Yesterday, we arrived late to visit Azraq Wetland Reserve, another RSCN project. They did not allow us to park there overnight, so we drove a few minutes to their lodge, where a friendly receptionist managed to get permission from the manager to stay there.

The Azraq Basin comprised a vast area of mudflats, pools, and marshlands, which led to the establishment of Azraq as one of the most essential oasis towns in the Levant. However, the wetlands have almost disappeared since the mass pumping of water to the thirsty capital city of Amman. Thankfully, the Royal Society for the Conservation of Nature (RSCN) has worked to preserve and restore the remainder. So, we consider the 🎟️ of 8 JOD / person as a donation, not an entrance fee, because you can’t see much there on the 1.5km Marsh Trail through the reserve.

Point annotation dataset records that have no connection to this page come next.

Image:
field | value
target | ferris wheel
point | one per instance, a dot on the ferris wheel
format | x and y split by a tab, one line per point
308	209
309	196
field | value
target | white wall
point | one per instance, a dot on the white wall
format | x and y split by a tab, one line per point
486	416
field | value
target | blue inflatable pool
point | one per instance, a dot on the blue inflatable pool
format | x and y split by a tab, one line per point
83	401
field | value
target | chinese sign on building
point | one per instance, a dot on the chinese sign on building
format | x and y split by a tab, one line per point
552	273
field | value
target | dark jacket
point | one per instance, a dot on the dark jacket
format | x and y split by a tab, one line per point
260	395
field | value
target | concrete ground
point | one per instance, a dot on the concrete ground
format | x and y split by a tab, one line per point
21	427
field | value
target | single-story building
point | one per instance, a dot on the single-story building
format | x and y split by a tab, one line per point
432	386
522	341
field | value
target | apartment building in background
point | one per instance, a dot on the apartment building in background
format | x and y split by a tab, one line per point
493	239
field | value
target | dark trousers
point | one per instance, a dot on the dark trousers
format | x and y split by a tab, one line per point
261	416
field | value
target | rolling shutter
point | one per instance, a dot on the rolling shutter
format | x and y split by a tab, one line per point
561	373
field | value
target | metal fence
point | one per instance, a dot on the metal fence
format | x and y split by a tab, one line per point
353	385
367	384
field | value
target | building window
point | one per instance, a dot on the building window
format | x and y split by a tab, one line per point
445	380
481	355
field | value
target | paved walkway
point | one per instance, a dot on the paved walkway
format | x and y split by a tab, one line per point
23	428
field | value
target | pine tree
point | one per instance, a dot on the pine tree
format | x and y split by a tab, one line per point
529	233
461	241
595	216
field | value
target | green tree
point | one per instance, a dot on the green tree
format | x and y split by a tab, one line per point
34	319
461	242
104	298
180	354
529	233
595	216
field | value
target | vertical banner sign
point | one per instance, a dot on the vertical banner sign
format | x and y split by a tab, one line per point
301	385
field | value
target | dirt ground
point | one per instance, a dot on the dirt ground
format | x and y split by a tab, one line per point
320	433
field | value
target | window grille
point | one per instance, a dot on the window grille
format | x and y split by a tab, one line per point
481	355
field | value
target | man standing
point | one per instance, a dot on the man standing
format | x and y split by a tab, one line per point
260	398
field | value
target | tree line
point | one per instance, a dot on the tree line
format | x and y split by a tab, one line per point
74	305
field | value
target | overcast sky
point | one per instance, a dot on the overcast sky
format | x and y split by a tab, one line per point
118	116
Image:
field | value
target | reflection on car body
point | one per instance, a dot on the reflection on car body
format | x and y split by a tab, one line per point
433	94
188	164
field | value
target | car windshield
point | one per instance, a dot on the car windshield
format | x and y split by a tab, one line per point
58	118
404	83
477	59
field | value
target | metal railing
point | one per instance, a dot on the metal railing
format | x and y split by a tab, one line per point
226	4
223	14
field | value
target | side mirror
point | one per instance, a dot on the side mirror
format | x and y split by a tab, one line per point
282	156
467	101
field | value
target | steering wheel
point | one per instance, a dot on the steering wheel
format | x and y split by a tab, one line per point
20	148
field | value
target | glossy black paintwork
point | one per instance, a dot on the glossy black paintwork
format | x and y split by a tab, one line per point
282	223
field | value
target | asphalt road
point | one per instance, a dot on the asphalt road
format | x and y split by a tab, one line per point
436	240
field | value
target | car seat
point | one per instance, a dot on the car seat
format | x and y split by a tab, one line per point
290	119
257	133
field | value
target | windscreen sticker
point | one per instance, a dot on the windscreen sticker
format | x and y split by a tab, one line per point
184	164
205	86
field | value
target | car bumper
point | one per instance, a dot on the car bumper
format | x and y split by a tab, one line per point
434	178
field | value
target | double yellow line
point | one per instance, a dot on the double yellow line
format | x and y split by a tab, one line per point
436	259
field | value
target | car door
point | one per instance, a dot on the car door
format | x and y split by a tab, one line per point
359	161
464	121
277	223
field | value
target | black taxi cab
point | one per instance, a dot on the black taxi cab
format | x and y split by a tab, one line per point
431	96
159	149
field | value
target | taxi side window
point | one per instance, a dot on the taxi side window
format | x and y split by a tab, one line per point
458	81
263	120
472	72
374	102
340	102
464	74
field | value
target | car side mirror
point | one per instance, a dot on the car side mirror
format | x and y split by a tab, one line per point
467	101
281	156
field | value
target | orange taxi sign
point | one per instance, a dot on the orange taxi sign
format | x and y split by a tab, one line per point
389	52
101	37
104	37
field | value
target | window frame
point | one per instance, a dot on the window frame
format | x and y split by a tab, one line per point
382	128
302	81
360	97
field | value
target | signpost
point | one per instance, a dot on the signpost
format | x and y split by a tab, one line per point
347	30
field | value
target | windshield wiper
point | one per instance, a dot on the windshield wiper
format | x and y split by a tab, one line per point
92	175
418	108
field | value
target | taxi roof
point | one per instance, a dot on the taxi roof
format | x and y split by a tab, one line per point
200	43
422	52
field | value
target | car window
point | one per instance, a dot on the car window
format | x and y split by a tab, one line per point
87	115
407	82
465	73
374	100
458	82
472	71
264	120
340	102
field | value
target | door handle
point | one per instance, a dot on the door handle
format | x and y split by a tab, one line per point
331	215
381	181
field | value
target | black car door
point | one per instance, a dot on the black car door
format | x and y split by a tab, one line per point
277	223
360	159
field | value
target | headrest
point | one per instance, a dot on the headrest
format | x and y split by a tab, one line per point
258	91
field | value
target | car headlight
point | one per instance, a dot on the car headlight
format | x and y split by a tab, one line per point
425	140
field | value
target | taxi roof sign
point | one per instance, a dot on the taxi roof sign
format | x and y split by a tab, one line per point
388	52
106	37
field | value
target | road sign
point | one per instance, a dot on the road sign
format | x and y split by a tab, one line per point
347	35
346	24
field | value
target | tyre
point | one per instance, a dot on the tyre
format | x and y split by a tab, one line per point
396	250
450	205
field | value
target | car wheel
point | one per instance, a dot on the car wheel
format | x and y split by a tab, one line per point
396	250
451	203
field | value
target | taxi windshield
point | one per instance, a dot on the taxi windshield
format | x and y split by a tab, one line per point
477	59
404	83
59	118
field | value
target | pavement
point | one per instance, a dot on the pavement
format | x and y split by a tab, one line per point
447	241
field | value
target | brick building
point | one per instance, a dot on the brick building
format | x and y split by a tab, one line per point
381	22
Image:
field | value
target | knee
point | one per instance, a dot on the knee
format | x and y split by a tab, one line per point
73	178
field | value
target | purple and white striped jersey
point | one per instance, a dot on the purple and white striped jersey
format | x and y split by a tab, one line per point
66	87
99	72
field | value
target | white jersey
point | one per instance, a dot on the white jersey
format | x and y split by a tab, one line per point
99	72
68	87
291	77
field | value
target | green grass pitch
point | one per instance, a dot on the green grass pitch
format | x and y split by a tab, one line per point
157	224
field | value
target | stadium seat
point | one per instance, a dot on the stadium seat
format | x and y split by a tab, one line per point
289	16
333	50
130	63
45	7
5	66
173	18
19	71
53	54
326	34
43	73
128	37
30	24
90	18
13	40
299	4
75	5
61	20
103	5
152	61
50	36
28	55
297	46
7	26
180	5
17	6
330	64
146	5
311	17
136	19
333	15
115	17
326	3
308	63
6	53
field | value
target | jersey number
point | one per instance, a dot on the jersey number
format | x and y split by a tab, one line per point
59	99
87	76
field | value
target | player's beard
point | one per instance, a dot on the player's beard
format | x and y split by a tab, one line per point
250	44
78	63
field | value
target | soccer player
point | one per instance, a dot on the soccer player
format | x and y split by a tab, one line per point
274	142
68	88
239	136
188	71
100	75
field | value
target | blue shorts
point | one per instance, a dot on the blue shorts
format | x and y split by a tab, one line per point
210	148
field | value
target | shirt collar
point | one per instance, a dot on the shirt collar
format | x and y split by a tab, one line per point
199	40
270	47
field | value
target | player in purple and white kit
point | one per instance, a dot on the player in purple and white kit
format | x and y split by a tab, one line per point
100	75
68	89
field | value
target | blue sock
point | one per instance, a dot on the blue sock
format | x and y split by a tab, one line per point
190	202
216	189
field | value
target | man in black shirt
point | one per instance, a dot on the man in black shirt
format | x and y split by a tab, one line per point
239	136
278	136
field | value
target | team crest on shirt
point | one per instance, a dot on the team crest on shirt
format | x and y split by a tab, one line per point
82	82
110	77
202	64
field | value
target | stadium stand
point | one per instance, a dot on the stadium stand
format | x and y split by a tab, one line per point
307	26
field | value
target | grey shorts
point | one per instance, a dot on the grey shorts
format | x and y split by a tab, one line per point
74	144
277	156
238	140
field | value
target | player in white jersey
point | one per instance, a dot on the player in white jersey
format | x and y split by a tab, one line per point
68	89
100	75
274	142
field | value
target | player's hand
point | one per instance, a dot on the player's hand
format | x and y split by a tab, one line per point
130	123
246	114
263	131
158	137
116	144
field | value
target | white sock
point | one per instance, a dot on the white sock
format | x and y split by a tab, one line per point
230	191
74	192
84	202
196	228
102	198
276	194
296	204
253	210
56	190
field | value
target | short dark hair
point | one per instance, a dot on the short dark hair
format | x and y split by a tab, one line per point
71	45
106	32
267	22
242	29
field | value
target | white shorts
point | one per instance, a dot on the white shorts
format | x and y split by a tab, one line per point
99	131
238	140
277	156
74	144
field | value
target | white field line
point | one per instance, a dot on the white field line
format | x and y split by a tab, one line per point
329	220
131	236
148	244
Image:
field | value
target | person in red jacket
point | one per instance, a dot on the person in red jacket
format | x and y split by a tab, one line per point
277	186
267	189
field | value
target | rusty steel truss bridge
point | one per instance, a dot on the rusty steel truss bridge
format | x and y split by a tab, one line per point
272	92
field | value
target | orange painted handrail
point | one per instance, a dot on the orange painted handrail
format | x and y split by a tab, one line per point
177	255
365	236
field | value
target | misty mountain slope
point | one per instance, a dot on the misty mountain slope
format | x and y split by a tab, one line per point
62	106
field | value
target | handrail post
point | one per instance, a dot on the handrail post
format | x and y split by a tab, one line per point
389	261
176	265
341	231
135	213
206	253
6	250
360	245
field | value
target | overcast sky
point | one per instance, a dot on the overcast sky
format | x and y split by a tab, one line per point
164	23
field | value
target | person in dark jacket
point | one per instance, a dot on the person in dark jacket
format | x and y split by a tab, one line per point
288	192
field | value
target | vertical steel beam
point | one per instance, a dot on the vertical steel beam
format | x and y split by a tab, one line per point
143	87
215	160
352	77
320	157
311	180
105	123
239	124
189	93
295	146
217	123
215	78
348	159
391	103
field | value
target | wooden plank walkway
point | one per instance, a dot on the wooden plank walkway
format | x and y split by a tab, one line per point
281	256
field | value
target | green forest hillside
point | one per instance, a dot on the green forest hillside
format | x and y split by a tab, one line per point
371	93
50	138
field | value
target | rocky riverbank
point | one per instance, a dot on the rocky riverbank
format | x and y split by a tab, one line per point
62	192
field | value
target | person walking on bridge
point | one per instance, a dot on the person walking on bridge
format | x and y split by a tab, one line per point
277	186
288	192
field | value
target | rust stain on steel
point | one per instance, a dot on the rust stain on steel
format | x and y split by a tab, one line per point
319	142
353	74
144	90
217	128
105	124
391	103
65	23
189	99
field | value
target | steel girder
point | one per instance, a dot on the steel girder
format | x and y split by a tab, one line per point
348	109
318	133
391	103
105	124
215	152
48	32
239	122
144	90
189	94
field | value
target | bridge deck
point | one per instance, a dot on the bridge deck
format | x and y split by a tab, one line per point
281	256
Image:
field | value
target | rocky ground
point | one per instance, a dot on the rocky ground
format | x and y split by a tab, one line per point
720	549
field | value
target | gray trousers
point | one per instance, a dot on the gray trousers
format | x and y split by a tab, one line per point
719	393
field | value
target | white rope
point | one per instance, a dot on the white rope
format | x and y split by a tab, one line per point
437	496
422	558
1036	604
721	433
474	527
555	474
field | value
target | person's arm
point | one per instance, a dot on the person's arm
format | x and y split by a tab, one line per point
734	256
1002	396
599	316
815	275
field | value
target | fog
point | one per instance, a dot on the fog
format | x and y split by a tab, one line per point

Although just 10% of the original wetlands remain, about 300 species of resident and migratory birds use the wetlands during their winter migration from Europe to Africa, including raptors, larks, warblers, finches, harriers, eagles, plovers, and ducks. A few buffaloes also wallow in the marshy environs, and jackals and gerbils are occasionally spotted in the late evening. The best time to see birdlife is winter (December to February) and early spring (March and April). Large flocks of raptors steadily arrive in May. Ultimately, however, bird populations depend on the reserve’s water levels. As the water continues to be pumped out quicker than it is pumped in, the future of the oasis remains in jeopardy.